[tune] How to evaluate from multiple checkpoints

I’ve tuned hyperparameters of a rllib policy by tune and saved many checkpoints. I’m trying to restore them and evaluate them by using compute_action.

But how can I evaluate them at the same time and use something like FIFO scheduler, since I want to evaluate hundreds of checkpoints on 40 cpus (one cpu per evaluation).

Thanks in advance.

Hi @RaphaelCS,

Have a look at the documentation on evaluating with rollout here: RLlib Training APIs — Ray v1.2.0

If you need more customization you can copy/edit this file: ray/rollout.py at master · ray-project/ray · GitHub

Thanks for your reply!

I’ve read the documentation and know how to evaluate one checkpoint.

But I have hundreds of checkpoints, I want to evaluate them on 40 cpus (one cpu per evaluation). So how can I evaluate them?
One possible method is writing a bash script which run the evaluation command one by one. But this cannot efficiently utilize all the 40 cpus.

Thus, I am wondering if I can use FIFO scheduler in tune to treat all the checkpoints?

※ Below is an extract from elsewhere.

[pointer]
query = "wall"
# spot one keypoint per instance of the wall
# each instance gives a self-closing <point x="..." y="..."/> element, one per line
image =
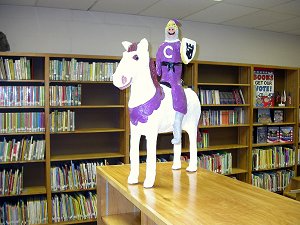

Generally this should be quite straightforward. If you put your rollout command into a trainable function like this:

def run_rollout(config):
    checkpoint_path = config["checkpoint"]
    # ...

And then use Ray Tune to call it:

        "checkpoint": [

You might also want to call tune.report() in the trainable function to report the evaluation results.

Does this make sense?

I was not clear enough in my response. Thanks @kai for clarifying what I was suggesting.

@RaphaelCS your other option of you have the time /spare resources and your not doing something g special with the checkpoints is to run an evaluation at the same interval that you checkpoint. Then you will not have to do it as a seperate step afterwards.

RLlib Training APIs — Ray v2.0.0.dev0

Thanks for your reply!

I thought there might be simpler way since now we create a new Trainable (run_rollout) and have to restore manually the original Trainable inside run_rollout.

But what you’ve put forward really meets my need!

Yes, I see.

But what I need is to evaluate the checkpoints after training. Checkpoints are determined by a evaluation metric during training (just like what you’ve put forward), and there are more metrics that I want to evaluate after training.

Anyway, thanks for your help!